It's a phenomenon guys face all across the world. Where being nice to a girl from the start tends to drive her away into another person's arms. A lot of guys don't want to act like assholes or indifferent to women but that seems to be the how you get anywhere these days.
Why do men have to turn themselves into monsters to be seen more than a friend for women?
Your kind of trying to attract a woman by demonstrating feminine qualities, that would work on lesbian if you had a vagina. Think about it if a woman wanted nice they'd date women. Just because your nice doesn't mean a girl will drop her panties, they need to wooed, challenged, flirted with and above all won by a testosterone fuelled red blooded male. I know SJW's are promoting gender neutrality and male castration but at the back of it all not even the most ardent feminist will let a guy with a mangina screw her. I recommend you vist tge Return of Kings website to drop this nice/bitter bullshit and get solid dating and sex advice.
It doesn't. There is nothing inherently unattractive about being nice, and nothing attractive about being a 'bad boy'.
Women are very simple compared to men. We are either interested in you or we are not. If we do like you, then we can't just turn our feelings off like men do. If we don't like you, we usually never will.
We often unknowingly choose the wrong men. 'Bad boys' always pretend to be nice at first, and it is easy to fall for it, if you fancy him. 'Bad boys' get rejected too, it's just that they don't care, so will not be online posting about it, they will just move on to the next girl.
If we don't fancy a 'nice guy', it is not because he's nice. We're just not attracted to him.
You can be kind to women and lure their sexual interest as long as you don't do it the "nice guy" way. It's mostly attitude.
Those types of "nice guys" can often be spotted a mile away. You might notice them in your social group where the guy is obviously being so sweet to a girl because he likes her. It's often accompanied by a mindset like, "She deserves to be with someone who cares about her (i. e., me)." And that mindset is ultimately selfish, because it wouldn't apply if there were 10 other nice guys being nice to her and competing for her attention. Each one would think they deserve her because they care about her.
Women are attracted to attractive qualities.
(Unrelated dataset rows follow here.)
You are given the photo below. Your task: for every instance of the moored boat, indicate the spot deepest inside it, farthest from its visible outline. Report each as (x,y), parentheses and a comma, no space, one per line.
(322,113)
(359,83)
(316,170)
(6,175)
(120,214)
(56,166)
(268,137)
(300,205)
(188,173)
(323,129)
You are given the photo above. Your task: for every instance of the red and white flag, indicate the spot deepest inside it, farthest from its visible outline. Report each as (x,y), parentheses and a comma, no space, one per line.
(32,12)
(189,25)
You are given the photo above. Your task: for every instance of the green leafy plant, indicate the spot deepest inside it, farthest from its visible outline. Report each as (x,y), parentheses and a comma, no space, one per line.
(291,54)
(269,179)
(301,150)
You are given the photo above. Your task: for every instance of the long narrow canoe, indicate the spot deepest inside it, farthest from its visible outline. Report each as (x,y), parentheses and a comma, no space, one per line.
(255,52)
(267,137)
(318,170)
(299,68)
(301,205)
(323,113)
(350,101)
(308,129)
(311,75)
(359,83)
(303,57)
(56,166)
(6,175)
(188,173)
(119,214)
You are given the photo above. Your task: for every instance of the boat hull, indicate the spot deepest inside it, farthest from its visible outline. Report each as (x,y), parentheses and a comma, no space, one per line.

Being caring isn't one of the top ones there. It's not for us either. I'm not suddenly going to fall in love with an overweight girl I find unattractive because she's being so kind to me. We're no better in this sense.
Too many Hollywood romance films make us think that the guy who cares the most about the girl is ultimately going to win the girl. This isn't at all like reality. In real life, the guy who is most attractive to a girl gets the girl.
Realizing this is ultimately a game of attraction is one the keys to turning things around if you fit in this "nice guy" category.
You are right, it does seem that way. I've had similar opinions. Doesn't make sense, but some girls are attracted to total jerk offs or indifferent people. I am convinced that I lost someone special last year because after 2 months of dating, I expressed how much I liked her, and she ran. I would just be yourself, and not play games like being indifferent or act like a jerk if it's not you. Who cares if she runs. Someone will come along who won't run, and that's the one you want to hang around with.